Soon after arriving at the resort, Syna's resident naturalist Ajay Ghale explains: 'This is probably the best reserve in India for sightings of tigers. After a safari, the question is not 'did you see at tiger', but more a case of 'how many tigers did you see'.'
As guests returned from three-hour tiger safaris, that was clearly the case; all had seen one or more tigers, and in different locations, often observing them for quite long periods.
There are about 60 tigers in the reserve's four main areas and they are highly visible and while Bandhavgarh is one of the smaller tiger reserves in India – when compared to Corbett Tiger Reserve in Uttarakhand or Ranthambhore National Park in Rajasthan – it offers great opportunities to see tigers in the wild at close quarters because of its open, undulating forest terrain and visible watering holes.
Venturing out early the next morning on a jeep, we sweep along the dusty forest route, pausing to look at tracks – the footprints of tigers heading in our direction of travel. The guides interpret the sights and sounds of the jungle, the warning calls of monkeys and samba deer and the flight of birds while constantly keeping a sharp eye out for the tiger.
Round a bend in the track, the driver pauses and then eases to a halt. Less than 50 feet from the roadside, a beautiful female tiger rises, glances behind and then walks slowly into the undergrowth. It is a remarkable, exhilarating, and a truly memorable sight.
'When people talk of Bandhavgarh, they talk of tigers,' Ajay explained, 'because the chance of seeing a tiger at Bandhavgarh is so much higher.
'That is to do with the topography of the forest – it is open, rocky and not so dense so wherever the tigers are, it is possible to see them as they move. There is perhaps a 70pc chance of seeing a tiger on a safari at Bandhavgarh, whereas at Corbett where there are 200 tigers, it may only be 40pc.'
Visitors can also see bear, various bird life such as the Changeable Eagle, vultures, peacocks, or the Indian Roller, and deer including samba, spotted and Indian gazelle.
By 9am, the sun – and temperature - is rising and the jungle goes quiet as the animals retreat to shade.

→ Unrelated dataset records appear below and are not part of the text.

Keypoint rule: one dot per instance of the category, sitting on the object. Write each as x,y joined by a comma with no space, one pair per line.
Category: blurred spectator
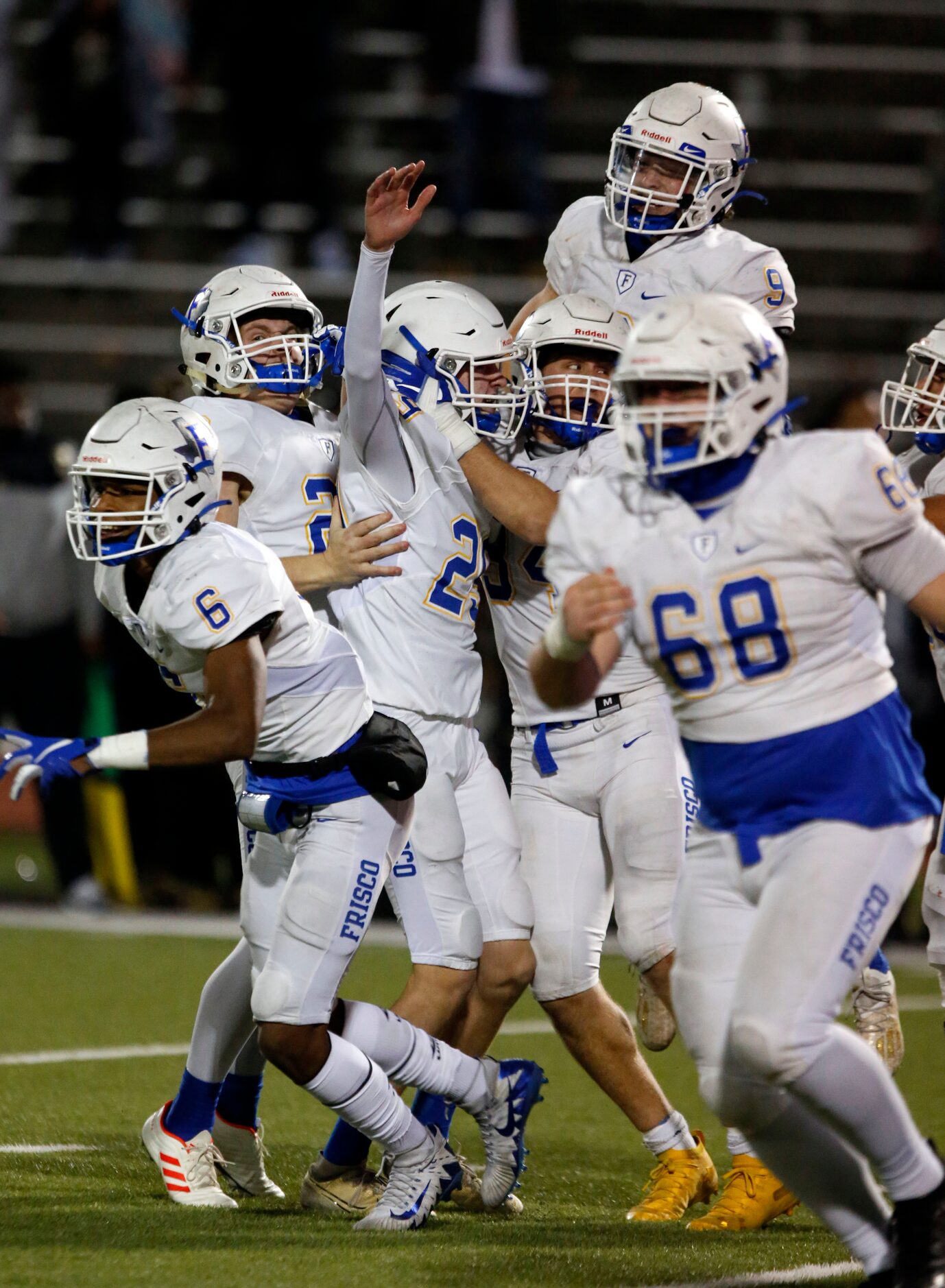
500,58
156,61
83,97
7,82
852,409
45,608
277,133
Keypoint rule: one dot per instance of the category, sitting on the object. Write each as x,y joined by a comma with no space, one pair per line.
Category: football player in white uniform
600,791
634,837
286,693
676,165
916,403
464,905
747,569
252,348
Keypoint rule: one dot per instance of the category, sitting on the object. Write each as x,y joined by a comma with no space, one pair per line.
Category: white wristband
121,751
462,436
559,643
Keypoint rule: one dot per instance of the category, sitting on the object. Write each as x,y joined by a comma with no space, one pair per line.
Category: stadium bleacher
845,119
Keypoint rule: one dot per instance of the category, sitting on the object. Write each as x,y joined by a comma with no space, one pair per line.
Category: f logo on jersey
704,544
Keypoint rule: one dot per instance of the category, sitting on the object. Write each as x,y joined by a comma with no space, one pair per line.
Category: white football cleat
468,1195
419,1179
349,1192
187,1167
656,1022
243,1158
503,1125
876,1015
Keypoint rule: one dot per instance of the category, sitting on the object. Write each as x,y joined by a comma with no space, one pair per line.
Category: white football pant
606,833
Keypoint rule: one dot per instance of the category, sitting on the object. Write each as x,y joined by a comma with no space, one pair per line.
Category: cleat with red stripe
187,1167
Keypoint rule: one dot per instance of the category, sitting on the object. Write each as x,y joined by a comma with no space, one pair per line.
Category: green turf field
99,1217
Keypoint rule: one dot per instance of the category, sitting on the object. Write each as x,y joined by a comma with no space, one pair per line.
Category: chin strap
414,375
193,327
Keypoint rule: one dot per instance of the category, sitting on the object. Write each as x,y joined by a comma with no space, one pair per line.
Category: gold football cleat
682,1178
876,1015
751,1198
656,1022
352,1193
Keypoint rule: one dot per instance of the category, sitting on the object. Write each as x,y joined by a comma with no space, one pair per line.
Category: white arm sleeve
372,424
566,243
907,563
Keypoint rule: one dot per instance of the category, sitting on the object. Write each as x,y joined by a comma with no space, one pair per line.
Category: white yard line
130,1053
798,1276
196,925
48,1149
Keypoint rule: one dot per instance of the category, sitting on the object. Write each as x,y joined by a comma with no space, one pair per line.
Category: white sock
358,1090
414,1059
738,1144
815,1162
224,1018
849,1085
671,1134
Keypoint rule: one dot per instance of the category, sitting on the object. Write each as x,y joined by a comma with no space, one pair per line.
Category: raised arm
372,424
581,644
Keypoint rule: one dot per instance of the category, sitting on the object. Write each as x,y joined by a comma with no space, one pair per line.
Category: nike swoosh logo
411,1211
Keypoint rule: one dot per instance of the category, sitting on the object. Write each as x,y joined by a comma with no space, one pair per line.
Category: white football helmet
715,344
441,340
215,356
571,322
701,130
916,402
167,447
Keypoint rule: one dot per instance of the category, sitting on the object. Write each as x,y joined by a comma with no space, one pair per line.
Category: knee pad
516,902
934,918
437,831
469,934
757,1049
271,993
644,950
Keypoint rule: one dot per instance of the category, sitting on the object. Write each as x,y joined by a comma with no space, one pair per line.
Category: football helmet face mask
703,379
571,406
447,343
218,359
916,402
676,163
163,449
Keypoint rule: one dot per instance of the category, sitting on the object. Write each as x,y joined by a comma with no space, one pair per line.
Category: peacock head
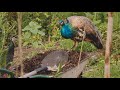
61,22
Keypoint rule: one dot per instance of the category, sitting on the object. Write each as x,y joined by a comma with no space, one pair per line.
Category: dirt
35,62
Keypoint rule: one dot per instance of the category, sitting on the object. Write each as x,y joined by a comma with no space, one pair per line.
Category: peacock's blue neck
67,31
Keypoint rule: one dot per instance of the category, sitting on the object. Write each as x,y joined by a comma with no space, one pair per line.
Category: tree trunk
20,39
108,45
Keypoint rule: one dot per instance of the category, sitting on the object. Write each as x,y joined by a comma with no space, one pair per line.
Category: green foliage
32,34
41,27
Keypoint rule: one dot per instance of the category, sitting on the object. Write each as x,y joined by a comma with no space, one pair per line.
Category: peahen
78,28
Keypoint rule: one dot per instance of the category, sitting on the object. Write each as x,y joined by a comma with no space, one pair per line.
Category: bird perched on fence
78,28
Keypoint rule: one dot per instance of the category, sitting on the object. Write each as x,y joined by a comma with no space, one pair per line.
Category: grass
97,70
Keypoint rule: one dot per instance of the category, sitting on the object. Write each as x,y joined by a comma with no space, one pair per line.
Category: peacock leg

The chances of further sightings diminish so we retreat to the Syna Tiger Resort where breakfast is ready and then relax by the pool out of the heat of the day before returning to the forest for an early evening safari when the tigers again emerge.
Care of the wildlife and of the natural environment is paramount with a focus on eco-tourism. Access to the reserve is closely regulated, with the number of jeeps on each tiger safari strictly limited and the routes carefully selected. It is a theme the Syna Tiger Resort embraces with its water conservation policies and organic farm within its grounds, growing herbs and vegetables for the kitchen.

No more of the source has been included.